Why lean mass matters

  • Resting metabolic rate
    Muscle is metabolically active — it burns calories at rest. Losing significant lean mass reduces basal metabolic rate, making maintenance harder.
  • Functional strength
    Particularly in older adults, loss of muscle mass (sarcopenia) reduces functional capacity, balance, and independence — separate from any weight-related benefit.
  • Long-term weight maintenance
    Preserving muscle during weight loss is associated with better long-term weight maintenance after stopping treatment, as higher lean mass supports higher caloric needs.

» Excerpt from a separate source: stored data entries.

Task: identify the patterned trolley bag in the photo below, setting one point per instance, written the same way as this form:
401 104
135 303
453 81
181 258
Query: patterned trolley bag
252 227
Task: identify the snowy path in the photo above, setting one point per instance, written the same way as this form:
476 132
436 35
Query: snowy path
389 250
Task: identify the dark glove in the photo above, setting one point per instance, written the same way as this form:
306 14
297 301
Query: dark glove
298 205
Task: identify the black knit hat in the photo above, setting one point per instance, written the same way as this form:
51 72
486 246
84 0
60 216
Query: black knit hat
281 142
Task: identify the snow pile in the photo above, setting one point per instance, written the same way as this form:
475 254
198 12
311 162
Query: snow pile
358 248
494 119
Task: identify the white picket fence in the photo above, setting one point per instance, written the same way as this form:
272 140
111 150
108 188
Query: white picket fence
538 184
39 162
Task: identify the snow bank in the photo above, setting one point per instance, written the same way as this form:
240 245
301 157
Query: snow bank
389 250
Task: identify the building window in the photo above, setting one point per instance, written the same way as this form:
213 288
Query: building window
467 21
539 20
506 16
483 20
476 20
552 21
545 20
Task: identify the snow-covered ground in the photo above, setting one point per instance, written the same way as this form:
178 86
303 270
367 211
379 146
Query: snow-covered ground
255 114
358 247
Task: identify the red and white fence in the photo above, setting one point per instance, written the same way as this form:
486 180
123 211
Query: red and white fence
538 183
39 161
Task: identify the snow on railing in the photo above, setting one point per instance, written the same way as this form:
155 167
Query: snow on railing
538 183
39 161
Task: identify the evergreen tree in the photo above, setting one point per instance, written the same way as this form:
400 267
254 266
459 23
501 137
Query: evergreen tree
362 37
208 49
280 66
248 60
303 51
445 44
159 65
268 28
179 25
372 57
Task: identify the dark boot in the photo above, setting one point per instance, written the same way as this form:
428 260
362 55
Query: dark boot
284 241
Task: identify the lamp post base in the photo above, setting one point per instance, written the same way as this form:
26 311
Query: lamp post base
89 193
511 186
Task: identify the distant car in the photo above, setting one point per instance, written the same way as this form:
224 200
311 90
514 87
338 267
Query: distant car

Evidence-based strategies to preserve muscle

1. Resistance training (2–3x per week)
Moderate

Resistance training (weight training, bodyweight exercises, resistance bands) is the most direct intervention to preserve and build muscle mass during caloric restriction. Trials consistently show that combining resistance training with weight loss significantly reduces lean mass loss compared to weight loss alone.

Source: PMC 2025 [3]

2. High protein intake (1.2–1.6 g/kg/day)
Moderate

Adequate protein provides amino acids needed for muscle protein synthesis. During caloric restriction — whether from drugs or diet — protein requirements increase because the body needs more dietary protein to offset its use of amino acids from muscle breakdown for energy.

3. Combined approach (best outcome)
Moderate

The combination of high protein intake + resistance training + GLP-1 drug treatment produces the best body composition outcomes: greater fat loss relative to lean mass loss, compared to drug treatment alone.

Source: PMC 2025 [3]

Medical disclaimer: This website is for informational purposes only and does not constitute medical advice. Always consult a qualified healthcare provider before starting, stopping, or changing any treatment.